Compliance Statement
All Ventis Pharma compounded preparations are produced in FDA-registered 503B Outsourcing Facilities that comply with current Good Manufacturing Practices (cGMP). These products are made on a per-order basis for office use by licensed healthcare professionals. They are not intended for individual patient dispensing or direct-to-consumer promotion.
For professional inquiries or order requests:
Ventis Pharma Dental Division
www.ventispharmadental.com
Dental Portfolio
Endura-KT™ (Lidocaine / Tetracaine / Epinephrine)
An FDA 503B compounded local anesthetic preparation for procedural use in oral and dental settings
Endura-KT™ is a sterile, preservative-free local anesthetic solution compounded under FDA 503B Outsourcing Facility standards. It contains lidocaine, tetracaine, and epinephrine in a formulation designed to support clinicians in managing procedural and post-operative discomfort.
Key Attributes (for Educational Use Only):
- Opioid-free formulation: Provides an alternative local anesthetic option without systemic opioid administration.
- Balanced concentrations: Formulated with dilute components to permit adequate volume administration at the procedural site.
- Sterile and preservative-free: Compounded in compliance with current Good Manufacturing Practice (cGMP).
- Broad dental applicability: Utilized by oral and dental professionals for procedures such as extractions, implant placement, periodontal and endodontic surgery, grafting, and related interventions.
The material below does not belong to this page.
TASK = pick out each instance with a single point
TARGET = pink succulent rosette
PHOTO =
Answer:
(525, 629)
- Extended local action: Reported by clinicians to provide sustained local effect appropriate for surgical and post-procedural settings.
Important Disclosure Notice:
Endura-KT™ is a compounded preparation and has not been reviewed or approved by the FDA for safety or efficacy. It is dispensed by prescription or order of a licensed practitioner for office or institutional use in accordance with federal and state law. The 503B Outsourcing Manufacturer facility is inspected and licensed by the FDA and the State Board of Pharmacy.
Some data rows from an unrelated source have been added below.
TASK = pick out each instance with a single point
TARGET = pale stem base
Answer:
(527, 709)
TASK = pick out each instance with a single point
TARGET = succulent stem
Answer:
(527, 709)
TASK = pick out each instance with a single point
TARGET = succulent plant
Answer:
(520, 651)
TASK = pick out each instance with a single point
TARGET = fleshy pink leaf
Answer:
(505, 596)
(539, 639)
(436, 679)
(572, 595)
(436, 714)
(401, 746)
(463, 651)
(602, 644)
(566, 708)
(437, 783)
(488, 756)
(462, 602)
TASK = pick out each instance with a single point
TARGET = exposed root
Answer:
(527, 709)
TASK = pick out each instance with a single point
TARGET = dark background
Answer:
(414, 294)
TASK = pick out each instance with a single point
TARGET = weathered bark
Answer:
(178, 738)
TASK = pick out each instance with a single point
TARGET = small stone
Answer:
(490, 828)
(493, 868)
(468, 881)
Sedare™ (Compounded Nasal Spray with Sufentanil and Ketamine)
A needle-free 503B preparation intended for supervised procedural use
Sedare™ Nasal Spray is compounded under FDA 503B Outsourcing Facility standards to provide clinicians with an option for needle-free administration of active pharmaceutical ingredients sufentanil and ketamine. The preparation is designed for use in controlled clinical environments where rapid onset and short procedural duration are desired.
Key Attributes (for Educational Use Only):
- Needle-free intranasal administration: May support patient comfort and workflow efficiency in appropriate supervised settings.
- Rapid onset and predictable duration: Pharmacologic characteristics of the active ingredients allow for onset within minutes and a short procedural window.
- Intended use setting: For administration by qualified healthcare professionals experienced with opioid and anesthetic agents.
- Potential applications: May be used under medical direction as an adjunct to local anesthesia or procedural sedation in dental or surgical environments.
Important Notice:
Sedare™ is a compounded drug product prepared in accordance with Section 503B of the FD&C Act and cGMP requirements. It has not been evaluated or approved by the FDA for any specific indication. Its use should be based on a clinician’s independent medical judgment and institutional protocols.